Según sostiene Rorty en su libro clásico de 1989 Contingencia, ironía y solidaridad, si hay un avance moral de la humanidad a lo largo de la historia, este avance se encarna en la progresiva eliminación de la crueldad de la esfera de las acciones humanas. La expulsión de la crueldad depende del avance de lo que Rorty llama “solidaridad humana”.
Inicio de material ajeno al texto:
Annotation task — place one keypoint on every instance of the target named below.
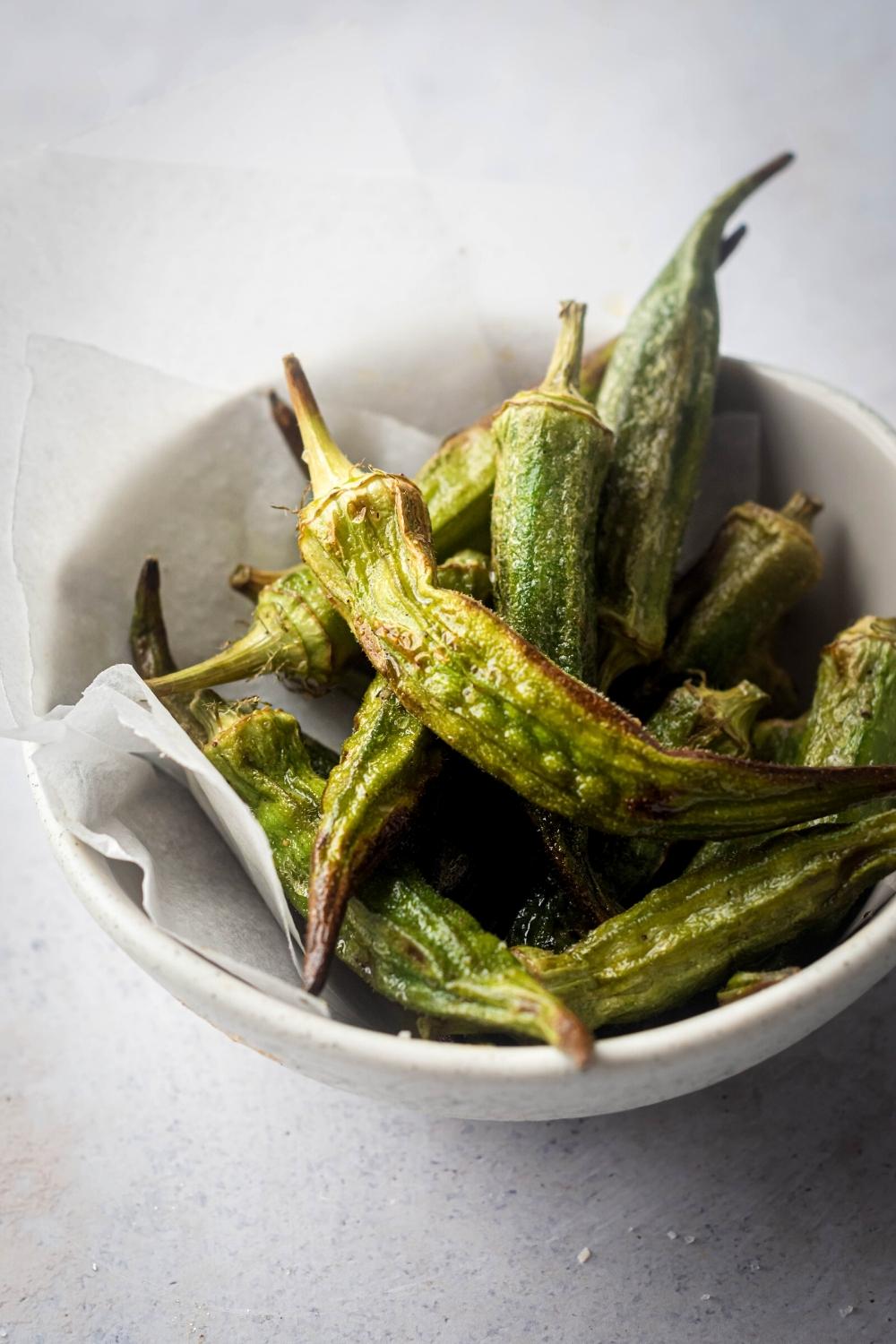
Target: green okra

Si hay un avance moral de la humanidad a lo largo de la historia, este avance se encarna en la progresiva eliminación de la crueldad de la esfera de las acciones humanas
Y esta avanza cuando logramos ensanchar el campo del “nosotros” en el que nos sentimos incluidos. Siempre que nos permitimos comportarnos cruelmente con alguien es porque lo consideramos parte de algún “ellos”. Pero la mera conciencia racional de que todos tenemos la misma esencia y nadie merece un trato cruel (conciencia ya propugnada por el cristianismo, el universalismo ético kantiano o la doctrina de las derechos humanos), no alcanza para extender ese “nosotros” que nos impide comportarnos cruelmente.
Creo que es difícil pensar en descripciones detalladas de dolor y humillación más potentes que las películas lacrimógenas que tanto nos gustan. ¿No será a través de algunas de esas películas golpebajeras que nos muestran el sufrimiento de algún “ellos” que ensanchamos efectivamente el horizonte de un “nosotros” más solidario? Quizás no debería extrañarnos entonces oírnos responder dócilmente al grito publicitario que dice: “¡Lloren, señores, lloren llegó la solidaridad humana en forma de descripción audiovisual del sufrimiento ajeno como propio!”. Tenga o no razón el posmoderno Rorty, esas lágrimas de cine nos hacen dormir más tranquilos.